There are several limitations to consider. First, lack of a randomized control study design limits a determination of causality and also allows external factors such as an active influenza season to potentially affect the study intervention. Additionally, non-uniform intervention periods and lack of stratified sampling may have introduced unknown biases. We also performed a pre and-post analysis rather than an interrupted time-series analysis to assess prescribing patterns. Finally, patient outcome such emergency department visit and hospitalization was not assessed to ascertain the impact of antibiotic concordance. Of note, an important update in October 2024 was made during the study period whereby the Advisory Committee on Immunization Practices updated its vaccine recommendation, advising that all adults receive the pneumococcal vaccine starting at age 50, a shift from the previous age of 65 years. The uptake of this recommendation as well as the impact on disease burden and patient outcome has yet to be evaluated. Reference Kobayashi, Leidner and Gierke26
Conclusion
In summary, we present our collective experience of an antibiotic stewardship initiative targeting CABP that did not improve overall antibiotic prescribing patterns to align with 2019 CAP guidelines. A large proportion of patients (with and without comorbidities) received combination therapy, and azithromycin monotherapy orders were still elevated despite a caution regarding high S. pneumoniae resistance rates across the healthcare system. This study however provides valuable baseline data and opportunities to galvanize resources and optimize our stewardship efforts across the spectrum of care.
Supplementary material
The supplementary material for this article can be found at https://doi.org/10.1017/ash.2025.10100.
Acknowledgments
We would like to recognize Victor Ruiz, Angel Pagan, Nicole Stitz-Galvan, and Emily Maheras from Hartford Healthcare for their assistance in conducting this study.
Financial support
The study was funded by Paratek Pharmaceuticals.
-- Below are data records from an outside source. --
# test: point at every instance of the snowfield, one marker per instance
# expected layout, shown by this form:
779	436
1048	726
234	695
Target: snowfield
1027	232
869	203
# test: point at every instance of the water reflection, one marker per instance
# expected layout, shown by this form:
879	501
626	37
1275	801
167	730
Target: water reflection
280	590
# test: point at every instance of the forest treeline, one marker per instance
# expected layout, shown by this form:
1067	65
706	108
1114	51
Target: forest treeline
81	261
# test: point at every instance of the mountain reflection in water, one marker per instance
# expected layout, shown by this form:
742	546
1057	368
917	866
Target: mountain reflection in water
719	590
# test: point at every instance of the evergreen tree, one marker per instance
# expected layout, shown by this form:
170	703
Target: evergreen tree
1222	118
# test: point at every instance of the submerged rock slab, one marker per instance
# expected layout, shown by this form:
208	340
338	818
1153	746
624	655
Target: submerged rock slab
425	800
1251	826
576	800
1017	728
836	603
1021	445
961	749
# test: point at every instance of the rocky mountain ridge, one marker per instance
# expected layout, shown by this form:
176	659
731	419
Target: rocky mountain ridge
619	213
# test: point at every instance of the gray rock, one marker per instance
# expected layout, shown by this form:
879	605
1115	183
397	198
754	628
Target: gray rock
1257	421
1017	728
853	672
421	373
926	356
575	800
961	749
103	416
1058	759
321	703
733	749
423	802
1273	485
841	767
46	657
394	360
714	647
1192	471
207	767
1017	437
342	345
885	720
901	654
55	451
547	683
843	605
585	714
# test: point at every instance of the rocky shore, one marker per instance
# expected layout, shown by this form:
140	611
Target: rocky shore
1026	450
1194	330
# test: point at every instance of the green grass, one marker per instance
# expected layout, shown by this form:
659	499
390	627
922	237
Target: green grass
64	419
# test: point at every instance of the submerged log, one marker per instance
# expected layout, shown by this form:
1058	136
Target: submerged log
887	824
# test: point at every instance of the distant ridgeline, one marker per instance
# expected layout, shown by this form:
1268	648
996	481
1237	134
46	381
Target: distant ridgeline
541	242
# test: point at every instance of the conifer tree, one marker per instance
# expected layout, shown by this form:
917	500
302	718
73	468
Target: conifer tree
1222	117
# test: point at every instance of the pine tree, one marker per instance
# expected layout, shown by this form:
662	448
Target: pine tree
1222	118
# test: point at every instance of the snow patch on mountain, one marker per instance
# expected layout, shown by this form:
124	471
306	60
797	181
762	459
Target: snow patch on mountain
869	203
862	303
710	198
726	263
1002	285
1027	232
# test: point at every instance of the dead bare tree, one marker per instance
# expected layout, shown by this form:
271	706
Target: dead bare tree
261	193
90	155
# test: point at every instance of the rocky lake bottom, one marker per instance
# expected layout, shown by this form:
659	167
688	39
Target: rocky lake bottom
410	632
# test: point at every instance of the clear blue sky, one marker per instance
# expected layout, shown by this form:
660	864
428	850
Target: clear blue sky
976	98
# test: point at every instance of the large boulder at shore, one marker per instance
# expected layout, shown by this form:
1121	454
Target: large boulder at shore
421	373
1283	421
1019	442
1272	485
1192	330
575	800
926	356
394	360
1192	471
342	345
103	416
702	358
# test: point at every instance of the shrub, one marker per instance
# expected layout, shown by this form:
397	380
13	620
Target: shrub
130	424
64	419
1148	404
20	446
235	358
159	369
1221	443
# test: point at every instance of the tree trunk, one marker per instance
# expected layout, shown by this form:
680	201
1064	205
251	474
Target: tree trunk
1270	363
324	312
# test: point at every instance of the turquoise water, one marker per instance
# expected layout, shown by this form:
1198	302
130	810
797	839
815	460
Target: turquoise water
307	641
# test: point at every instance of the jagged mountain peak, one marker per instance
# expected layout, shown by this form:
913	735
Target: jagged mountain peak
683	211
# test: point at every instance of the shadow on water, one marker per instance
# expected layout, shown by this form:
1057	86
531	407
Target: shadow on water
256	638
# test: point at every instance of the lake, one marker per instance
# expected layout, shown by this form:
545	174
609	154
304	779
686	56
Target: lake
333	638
The funder provided financial support and did not exercise control over the conduct of or reporting of the research.
Competing interests
DPN served as a consultant, speaker’s bureau member or has received research funding from: Abbvie, Cepheid, Innoviva, Pfizer, Wockhardt, Shionogi, Venatorx. TEA has received research funding from Venatorx, Paratek, Shionogi, Innoviva, and Spero Therapeutics. All other authors report no relevant disclosures.